The third group is composed of three contributions related to object detection and feature extraction. The first one “Diffuse Skylight as a Surrogate for Shadow Detection in High-Resolution Imagery Acquired Under Clear Sky Conditions” by M. Cameron and L. Kumar proposed a solution for shadow detection in high spatial resolution images acquired under clear sky conditions from airborne/spaceborne sensors [
9]. The method does not require complex sun-object-sensor corrections, and it is invariant to the exponential increase in scene complexity associated with higher-resolution imagery. It uses mainly Rayleigh scattering principles to create a diffuse skylight vector as a shadow reference. The method was evaluated on Worldview-3 and ADS40 images captured over a common scene.
The second one, “A Cloud Detection Method for Landsat 8 Images Based on PCANet” by Y. Zi et al. proposed a cloud detection method for Landsat 8 images based on several processing steps [
10]. In a first step, the color composite images of Bands 6, 3, and 2 were divided into superpixel sub-regions through the Simple Linear Iterative Cluster (SLIC) method. Then, a two-step superpixel classification strategy was used to predict each superpixel as cloud or non-cloud. The bright and thick cloud superpixels, as well as the obvious non-cloud superpixels, are separated from potential cloud superpixels through a threshold function. Then high-level information is extracted using double-branch PCA Network (PCANet) combined with a Support Vector Machine (SVM) classifier. In the last step, a fully connected Conditional Random Field (CRF) model was used to refine the cloud detection results. The method was validated on the Landsat 8 Cloud Cover Assessment (L8 CCA) dataset.
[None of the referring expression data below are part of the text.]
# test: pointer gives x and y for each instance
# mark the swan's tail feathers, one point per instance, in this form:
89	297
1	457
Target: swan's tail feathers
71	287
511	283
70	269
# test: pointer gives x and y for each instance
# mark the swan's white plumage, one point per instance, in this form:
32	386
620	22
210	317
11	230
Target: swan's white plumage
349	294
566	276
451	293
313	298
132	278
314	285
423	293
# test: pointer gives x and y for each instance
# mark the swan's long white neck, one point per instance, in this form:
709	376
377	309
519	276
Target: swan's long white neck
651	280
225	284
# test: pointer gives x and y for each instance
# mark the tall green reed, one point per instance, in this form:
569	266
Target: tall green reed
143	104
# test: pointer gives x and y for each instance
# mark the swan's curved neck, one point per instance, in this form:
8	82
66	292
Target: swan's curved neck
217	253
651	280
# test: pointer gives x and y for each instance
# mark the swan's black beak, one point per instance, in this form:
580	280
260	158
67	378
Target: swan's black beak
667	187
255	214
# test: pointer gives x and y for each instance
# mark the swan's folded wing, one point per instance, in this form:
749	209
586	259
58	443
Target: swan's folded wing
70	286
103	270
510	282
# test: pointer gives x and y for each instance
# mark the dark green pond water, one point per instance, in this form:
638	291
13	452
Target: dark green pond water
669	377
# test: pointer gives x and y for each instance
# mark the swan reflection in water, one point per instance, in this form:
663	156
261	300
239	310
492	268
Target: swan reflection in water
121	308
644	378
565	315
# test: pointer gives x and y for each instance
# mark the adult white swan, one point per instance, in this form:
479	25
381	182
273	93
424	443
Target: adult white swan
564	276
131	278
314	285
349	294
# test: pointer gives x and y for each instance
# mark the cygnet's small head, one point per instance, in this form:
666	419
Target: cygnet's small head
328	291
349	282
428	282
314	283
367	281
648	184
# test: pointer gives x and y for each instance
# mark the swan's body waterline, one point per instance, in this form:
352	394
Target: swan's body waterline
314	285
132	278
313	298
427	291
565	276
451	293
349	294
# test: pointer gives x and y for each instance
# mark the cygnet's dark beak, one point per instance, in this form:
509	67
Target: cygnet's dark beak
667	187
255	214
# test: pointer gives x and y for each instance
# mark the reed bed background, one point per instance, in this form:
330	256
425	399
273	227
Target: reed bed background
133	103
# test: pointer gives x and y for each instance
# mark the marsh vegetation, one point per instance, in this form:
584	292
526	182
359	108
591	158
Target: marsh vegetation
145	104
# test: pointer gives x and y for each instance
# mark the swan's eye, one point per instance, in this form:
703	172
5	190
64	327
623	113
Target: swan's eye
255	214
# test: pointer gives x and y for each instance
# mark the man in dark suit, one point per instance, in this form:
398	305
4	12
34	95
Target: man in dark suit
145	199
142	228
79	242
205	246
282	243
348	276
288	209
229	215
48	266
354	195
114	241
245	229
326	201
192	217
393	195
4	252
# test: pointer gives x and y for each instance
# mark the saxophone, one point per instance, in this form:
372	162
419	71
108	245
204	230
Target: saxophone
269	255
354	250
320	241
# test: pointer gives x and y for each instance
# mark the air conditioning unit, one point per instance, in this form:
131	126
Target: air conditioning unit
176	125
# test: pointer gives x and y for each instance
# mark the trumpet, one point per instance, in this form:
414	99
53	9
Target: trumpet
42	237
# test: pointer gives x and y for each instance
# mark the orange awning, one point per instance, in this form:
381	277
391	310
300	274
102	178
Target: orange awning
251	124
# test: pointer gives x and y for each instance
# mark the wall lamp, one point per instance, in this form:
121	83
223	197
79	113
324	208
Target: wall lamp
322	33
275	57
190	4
The last contribution, “Thermal Airborne Optical Sectioning” by I. Kumi et al. proposes a multispectral (RGB and thermal) camera drone for synthetic aperture imaging [
11]. The aim of this study was to remove the occluding vegetation to reveal hidden objects in applications related to archeology, search-and-rescue, animal inspection, and border control. The radiated heat signal of strongly occluded targets, such as human bodies hidden in dense shrub, could be made visible by integrating multiple thermal recordings from slightly different perspectives while being entirely invisible in RGB recordings or unidentifiable in single thermal images. In the experiments, they collected bits of heat radiation through the occluder volume over a wide synthetic aperture range and computationally combined them to a clear image. To estimate the drone’s position and orientation for each capturing pose, computer vision algorithms were adopted.